Rianimazione? Italiani bocciati

Solo il 16% degli italiani, in caso di arresto cardiaco, interverrebbe con le corrette manovre di rianimazione. Il 29% si limiterebbe a chiamare i soccorsi, il 21% offrirebbe supporto senza agire direttamente e il 32% agirebbe solo se guidato da un operatore al telefono. Sono dati che emergono da uno studio dell’Osservatorio Opinion Leader 4 Future, rilanciato dall’Italian Resuscitation Council (Irc) in occasione della Giornata Internazionale della Rianimazione Cardiopolmonare. Tra le principali resistenze, la paura di peggiorare la situazione (56%) e la scarsa conoscenza delle manovre di emergenza (42%).

AMAREZZA Una fotografia che non sorprende Marco Bonacina, presidente della Croce Rossa Italiana, Comitato di Vigevano. «Purtroppo la strada da fare è ancora lunghissima. Negli anni abbiamo fatto passi avanti, ma siamo lontani da una popolazione davvero consapevole e proattiva». La Croce Rossa vigevanese, come spiega Bonacina, è impegnata da tempo in un ampio lavoro di formazione rivolto a tutte le fasce d’età.

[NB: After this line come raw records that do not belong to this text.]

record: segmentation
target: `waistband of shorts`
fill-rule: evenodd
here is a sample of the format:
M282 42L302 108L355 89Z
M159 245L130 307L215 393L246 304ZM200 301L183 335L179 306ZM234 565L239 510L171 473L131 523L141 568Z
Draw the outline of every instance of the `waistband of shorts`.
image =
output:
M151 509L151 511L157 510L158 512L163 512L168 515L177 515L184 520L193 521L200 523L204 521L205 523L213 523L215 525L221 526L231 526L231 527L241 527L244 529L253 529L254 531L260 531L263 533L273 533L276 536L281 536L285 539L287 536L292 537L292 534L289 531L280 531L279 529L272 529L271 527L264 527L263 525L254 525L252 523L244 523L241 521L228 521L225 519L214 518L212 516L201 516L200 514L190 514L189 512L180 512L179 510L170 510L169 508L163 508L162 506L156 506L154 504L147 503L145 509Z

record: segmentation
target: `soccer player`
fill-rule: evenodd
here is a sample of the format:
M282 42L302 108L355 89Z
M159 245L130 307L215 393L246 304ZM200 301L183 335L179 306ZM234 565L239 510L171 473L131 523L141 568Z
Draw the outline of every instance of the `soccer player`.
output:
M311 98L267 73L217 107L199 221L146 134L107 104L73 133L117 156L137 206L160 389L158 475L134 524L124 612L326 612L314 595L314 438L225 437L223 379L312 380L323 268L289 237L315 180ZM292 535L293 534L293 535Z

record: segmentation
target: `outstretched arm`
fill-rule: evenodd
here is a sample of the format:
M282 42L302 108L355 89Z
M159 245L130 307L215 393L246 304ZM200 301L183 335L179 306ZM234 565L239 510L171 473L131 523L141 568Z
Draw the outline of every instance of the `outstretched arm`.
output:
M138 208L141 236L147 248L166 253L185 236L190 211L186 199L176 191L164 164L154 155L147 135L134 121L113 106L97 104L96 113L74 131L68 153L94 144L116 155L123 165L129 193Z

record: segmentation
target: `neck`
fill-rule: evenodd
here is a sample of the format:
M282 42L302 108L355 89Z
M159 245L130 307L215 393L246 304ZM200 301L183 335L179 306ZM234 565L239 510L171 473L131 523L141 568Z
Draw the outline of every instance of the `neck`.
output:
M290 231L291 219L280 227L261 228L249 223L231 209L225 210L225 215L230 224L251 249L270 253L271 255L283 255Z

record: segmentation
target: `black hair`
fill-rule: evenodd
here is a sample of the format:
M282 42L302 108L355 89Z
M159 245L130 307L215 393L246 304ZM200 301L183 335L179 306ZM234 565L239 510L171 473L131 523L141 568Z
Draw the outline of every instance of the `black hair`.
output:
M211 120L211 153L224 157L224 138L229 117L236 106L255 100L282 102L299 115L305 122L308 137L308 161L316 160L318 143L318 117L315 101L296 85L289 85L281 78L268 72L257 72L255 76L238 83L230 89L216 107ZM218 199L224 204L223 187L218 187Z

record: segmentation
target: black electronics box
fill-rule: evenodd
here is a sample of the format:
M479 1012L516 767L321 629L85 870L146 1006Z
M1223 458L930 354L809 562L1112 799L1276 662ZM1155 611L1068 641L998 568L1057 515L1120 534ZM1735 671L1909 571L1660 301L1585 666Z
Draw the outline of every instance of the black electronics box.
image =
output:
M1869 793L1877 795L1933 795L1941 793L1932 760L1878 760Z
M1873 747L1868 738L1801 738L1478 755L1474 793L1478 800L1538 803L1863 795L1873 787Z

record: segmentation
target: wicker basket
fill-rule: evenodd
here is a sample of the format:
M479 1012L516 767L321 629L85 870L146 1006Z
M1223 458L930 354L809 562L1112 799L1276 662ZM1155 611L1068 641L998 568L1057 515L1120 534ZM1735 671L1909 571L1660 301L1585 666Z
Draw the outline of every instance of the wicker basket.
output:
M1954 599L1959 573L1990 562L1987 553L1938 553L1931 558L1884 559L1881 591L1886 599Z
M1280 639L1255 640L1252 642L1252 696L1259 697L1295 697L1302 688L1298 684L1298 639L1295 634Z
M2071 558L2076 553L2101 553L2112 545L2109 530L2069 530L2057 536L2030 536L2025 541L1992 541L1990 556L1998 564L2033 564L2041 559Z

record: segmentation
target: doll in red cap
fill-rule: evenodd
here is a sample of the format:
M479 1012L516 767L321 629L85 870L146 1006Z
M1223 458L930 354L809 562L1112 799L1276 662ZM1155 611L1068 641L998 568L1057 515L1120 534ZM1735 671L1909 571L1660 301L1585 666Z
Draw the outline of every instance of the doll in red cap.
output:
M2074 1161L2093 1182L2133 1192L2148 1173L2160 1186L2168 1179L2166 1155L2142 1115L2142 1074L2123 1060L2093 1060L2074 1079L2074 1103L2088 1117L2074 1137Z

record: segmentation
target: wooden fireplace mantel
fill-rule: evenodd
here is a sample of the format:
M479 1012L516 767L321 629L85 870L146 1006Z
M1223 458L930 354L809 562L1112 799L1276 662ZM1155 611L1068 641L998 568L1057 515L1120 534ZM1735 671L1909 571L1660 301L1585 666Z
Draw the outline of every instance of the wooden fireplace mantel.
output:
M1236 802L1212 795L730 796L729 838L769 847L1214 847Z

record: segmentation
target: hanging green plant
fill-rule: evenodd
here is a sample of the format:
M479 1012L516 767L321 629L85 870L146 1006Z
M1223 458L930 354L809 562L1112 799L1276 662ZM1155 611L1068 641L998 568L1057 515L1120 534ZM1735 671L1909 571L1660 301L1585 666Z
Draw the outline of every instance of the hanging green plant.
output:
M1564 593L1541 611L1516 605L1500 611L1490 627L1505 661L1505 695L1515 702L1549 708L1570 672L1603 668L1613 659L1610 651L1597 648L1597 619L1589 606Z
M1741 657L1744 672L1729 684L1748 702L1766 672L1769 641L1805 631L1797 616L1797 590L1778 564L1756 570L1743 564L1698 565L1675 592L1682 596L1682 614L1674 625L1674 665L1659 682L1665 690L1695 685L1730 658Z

Partiamo dalle scuole materne, insegnando ai bambini a riconoscere un problema e a sapere come chiamare il 112 – spiega – Poi proseguiamo con corsi di primo soccorso, rianimazione cardiopolmonare e utilizzo del defibrillatore. Anche un gesto semplice, come saper dire dove ci si trova o come si chiama la mamma, può fare la differenza.

Ambulanza notte

SENSIBILIZZAZIONE L’educazione precoce alla gestione delle emergenze è cruciale. «Abbiamo casi di bambini di quattro o cinque anni che hanno salvato la vita a un familiare grazie alla prontezza con cui hanno allertato i soccorsi – continua Bonacina – Se un adulto inizia il massaggio cardiaco prima dell’arrivo dell’ambulanza, le probabilità di sopravvivenza aumentano esponenzialmente». Eppure, la conoscenza rimane scarsa. Secondo la stessa indagine, solo il 24% degli italiani saprebbe definire correttamente un arresto cardiaco e appena l’11% lo distinguerebbe da un infarto. Il 74% non ha mai frequentato un corso di primo soccorso, e solo il 20% conosce davvero il funzionamento dei defibrillatori automatici esterni (Dae). «Il problema – continua – è che spesso le persone non si rendono conto di quando chiamare il 112. A volte lo si chiama per motivi banali, mentre in altri casi, quando servirebbe davvero, si perde tempo prezioso. Invece, allertare i soccorsi nei tempi e nei modi giusti può salvare vite». Il 112, Numero Unico Europeo per le emergenze, è oggi l’equivalente del 911 americano. «Con una sola chiamata si possono attivare contemporaneamente ambulanza, vigili del fuoco, forze dell’ordine e ogni altra unità necessaria – aggiunge il presidente della Cri vigevanese – È un sistema coordinato e rapido, ma deve essere conosciuto da tutti, nessuno escluso».

CAMBIAMENTO Sul piano nazionale, l’Italian Resuscitation Council insiste sulla necessità di un cambiamento culturale. «Le tecniche di primo soccorso dovrebbero essere insegnate fin dalla scuola e integrate nei corsi per la patente di guida», ha dichiarato il presidente di Irc, Andrea Scapigliati. «Dove la formazione è più diffusa, la sopravvivenza può addirittura triplicare». La legge 116/2021 prevede già la formazione obbligatoria scolastica e strumenti digitali come un’app per localizzare i defibrillatori presenti sul territorio, ma l’attuazione è ancora disomogenea tra le regioni. «Arrivare al momento di un’emergenza e trovare una persona già sotto trattamento – conclude Bonacina – significa aumentare in modo decisivo le possibilità di salvezza del soggetto».